Ground source heating is pure solar energy that's stored in the ground. As the sun begins to shine more strongly in the spring, energy is stored, little by little, beneath the surface of the ground. The warmer it gets, the lower it is stored. By the time autumn comes, enough energy from our greatest source of heat, the sun, will have been stored to heat your home over a freezing cold winter.
Even during a really chilly Swedish summer, enough heat energy will be stored in the ground beneath your home to ensure that you can always enjoy a warm winter indoors.
Heat from the deep
Using a liquid-filled loop, also known as a collector, you can collect the solar heat that's stored deep down in the earth, at the bottom of the lake or a few metres under your lawn. In other words, you don't need to have a mountain on your property to install a ground source heat pump. The type of heat source that is suitable for your needs will depend on your home's energy requirements, your heating system and the nature of your property.

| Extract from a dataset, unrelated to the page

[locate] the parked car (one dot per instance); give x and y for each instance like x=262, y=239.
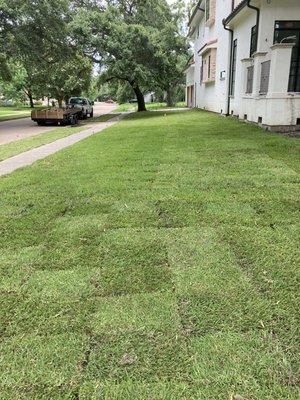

The heat pump does the work
The heat pump concentrates the stored heat energy and heats water for your showers and radiators. The liquid in the loop circulates and is heated by the stored solar heat deep down in the ground or in the lake. As the liquid passes through the heat pump, it meets another closed system. There is a refrigerant that turns into a gas at very low temperatures. The temperature of the gaseous refrigerant is significantly increased by a high-pressure compressor. A condenser supplies the heat to the property's heating system and, at the same time, the refrigerant reverts to liquid form – ready to become a gas once again and collect more heat energy.